Huliyan'ın kanseri nüksetmiş. Metastaslar çeşitli, doktor "tedavi edelim ama iyileşme zor!" diyor. Huliyan "kalan zamanımı kemolarla harcamak istemiyorum." diyor. Huliyan Madrit'te yaşıyor, Arjantin diasporasından, tiyatro oynuyor, film çekmiş zamanında, biraz sergüzeştî. Tomas, Huliyan'ın eski (ve sağlam) bir dostu. Huliyan, köpeği Trumanı pek seviyor. Tomas Huliyan'ı dört günlüğüne görmek için taa Kanada'lardan Madrit'e geliyor.

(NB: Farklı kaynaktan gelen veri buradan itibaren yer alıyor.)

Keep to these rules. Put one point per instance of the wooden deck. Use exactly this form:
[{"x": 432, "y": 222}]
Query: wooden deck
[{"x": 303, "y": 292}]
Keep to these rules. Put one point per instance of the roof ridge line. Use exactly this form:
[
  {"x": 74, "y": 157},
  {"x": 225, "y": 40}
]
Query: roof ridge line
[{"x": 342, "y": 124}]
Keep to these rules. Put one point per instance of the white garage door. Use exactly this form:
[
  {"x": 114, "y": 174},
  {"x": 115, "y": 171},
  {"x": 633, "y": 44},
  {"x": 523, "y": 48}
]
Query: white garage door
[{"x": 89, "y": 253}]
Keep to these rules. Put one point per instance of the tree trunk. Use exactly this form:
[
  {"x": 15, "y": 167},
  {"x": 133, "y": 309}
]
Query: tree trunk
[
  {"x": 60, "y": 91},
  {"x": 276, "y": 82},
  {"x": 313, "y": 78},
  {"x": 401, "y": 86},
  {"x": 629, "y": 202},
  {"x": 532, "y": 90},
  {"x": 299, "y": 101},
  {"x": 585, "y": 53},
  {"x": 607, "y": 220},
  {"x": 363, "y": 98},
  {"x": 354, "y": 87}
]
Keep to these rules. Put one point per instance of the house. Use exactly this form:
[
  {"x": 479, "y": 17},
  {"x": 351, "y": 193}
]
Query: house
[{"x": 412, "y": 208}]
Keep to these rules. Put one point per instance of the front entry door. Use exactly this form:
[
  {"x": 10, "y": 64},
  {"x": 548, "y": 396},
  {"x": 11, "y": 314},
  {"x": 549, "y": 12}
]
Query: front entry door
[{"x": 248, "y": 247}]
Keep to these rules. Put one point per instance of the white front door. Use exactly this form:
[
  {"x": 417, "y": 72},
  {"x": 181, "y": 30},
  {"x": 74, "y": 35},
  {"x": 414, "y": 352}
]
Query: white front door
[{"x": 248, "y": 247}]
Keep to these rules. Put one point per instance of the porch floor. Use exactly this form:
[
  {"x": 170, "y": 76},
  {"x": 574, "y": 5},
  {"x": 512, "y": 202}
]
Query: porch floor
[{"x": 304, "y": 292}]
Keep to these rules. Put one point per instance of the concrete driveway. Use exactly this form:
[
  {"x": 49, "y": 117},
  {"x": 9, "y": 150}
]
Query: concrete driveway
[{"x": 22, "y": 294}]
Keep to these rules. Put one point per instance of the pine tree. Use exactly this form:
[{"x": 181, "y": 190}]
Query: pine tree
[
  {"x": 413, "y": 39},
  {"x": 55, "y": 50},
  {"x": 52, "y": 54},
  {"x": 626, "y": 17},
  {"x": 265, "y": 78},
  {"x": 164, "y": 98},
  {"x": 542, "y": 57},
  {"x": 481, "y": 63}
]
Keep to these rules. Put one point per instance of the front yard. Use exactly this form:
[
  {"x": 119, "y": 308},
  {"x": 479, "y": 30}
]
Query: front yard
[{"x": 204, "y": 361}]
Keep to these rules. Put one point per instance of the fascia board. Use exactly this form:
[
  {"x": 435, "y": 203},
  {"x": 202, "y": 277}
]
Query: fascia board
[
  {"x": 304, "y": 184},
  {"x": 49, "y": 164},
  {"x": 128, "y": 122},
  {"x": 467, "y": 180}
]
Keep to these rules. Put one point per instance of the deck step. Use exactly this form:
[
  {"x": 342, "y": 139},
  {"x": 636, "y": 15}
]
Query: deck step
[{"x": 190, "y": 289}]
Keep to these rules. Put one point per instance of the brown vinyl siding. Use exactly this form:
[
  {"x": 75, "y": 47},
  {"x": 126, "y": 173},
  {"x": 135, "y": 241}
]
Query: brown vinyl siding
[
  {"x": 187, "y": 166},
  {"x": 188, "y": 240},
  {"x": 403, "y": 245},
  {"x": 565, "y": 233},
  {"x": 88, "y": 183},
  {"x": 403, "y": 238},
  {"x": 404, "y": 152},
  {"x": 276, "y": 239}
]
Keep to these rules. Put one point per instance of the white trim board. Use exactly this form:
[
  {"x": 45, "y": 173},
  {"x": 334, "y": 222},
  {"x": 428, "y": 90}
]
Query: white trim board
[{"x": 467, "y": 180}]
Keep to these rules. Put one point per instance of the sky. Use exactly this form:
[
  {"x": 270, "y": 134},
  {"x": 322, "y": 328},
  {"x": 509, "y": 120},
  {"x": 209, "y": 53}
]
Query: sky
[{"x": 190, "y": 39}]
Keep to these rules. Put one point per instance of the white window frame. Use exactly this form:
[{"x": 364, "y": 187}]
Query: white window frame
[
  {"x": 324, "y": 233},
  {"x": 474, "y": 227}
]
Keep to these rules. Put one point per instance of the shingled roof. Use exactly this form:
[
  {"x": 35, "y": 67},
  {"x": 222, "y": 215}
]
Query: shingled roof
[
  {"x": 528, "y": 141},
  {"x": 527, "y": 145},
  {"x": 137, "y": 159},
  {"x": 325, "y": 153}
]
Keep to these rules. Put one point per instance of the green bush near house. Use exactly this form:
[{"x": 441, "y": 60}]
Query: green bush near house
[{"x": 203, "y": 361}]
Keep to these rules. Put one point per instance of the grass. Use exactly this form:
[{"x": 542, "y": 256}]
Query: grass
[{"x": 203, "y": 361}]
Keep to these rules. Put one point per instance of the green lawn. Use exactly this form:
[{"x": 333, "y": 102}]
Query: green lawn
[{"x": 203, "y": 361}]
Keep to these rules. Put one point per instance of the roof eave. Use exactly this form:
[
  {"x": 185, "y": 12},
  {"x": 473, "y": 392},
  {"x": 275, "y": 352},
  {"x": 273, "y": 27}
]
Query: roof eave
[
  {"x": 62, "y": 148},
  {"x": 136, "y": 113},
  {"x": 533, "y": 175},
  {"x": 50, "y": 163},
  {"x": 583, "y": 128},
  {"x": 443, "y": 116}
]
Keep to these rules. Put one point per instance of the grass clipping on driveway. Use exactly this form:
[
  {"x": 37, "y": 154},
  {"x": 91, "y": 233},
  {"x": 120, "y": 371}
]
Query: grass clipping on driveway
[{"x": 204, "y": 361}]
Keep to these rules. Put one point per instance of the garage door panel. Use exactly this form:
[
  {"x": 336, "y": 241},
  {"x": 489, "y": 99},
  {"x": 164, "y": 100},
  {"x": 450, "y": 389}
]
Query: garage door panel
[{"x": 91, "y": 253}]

Nereden bakarsanız karamsar bir hikaye. Yönetmen, bu karamsar hikayeyi hiç pespaye sinematik trüklere (ne işim olur trükle) hilelerle, acıklı müziklere yaklaşmadan pek şükela bir şekilde aktarmış kordelaya. Filmin sonuna kadar ilginin düşmediği bir tempo var. Üstelik bu tempoda ne bir aksiyon, ne akılfersa dönüm/kesişme noktaları yerleştirilmişti. Sadece (olabilecek) hayat. Ama 1s48d'da dostluk, sevgi (evlat ve hayvan sevgisi de dahil olmak üzere), ölüm, dirim, geçicilik gibi önemli bir çok şeyi yaşar gibi oluyoruz.
Ricardodarin'i daha önceki filmlerinden tanıyoruz (hiç bir filmi fakiri hayalkırıklığına uğratmadı) ama Havierkamara'yı ilk kez izledim. Ortaçağ azizlerine benzeyen ilginç yüz yapısı ve abartısız oyunculuğuyla, O da gayet iyi. Arjantinli Doloresfonzi de çok güzel kadın şimdi... Truman ise yaşlı, sakin ve yerinden kalkamayacak kadar halsiz bir pati. Filmimizin sonundaki hamle ise hayvan dostlarını pek hislendirecektir.
Sakin bir akşamda, telefonlar kapatıldıktan sonra, bir kadeh kırmızı şarapla çok iyi gider.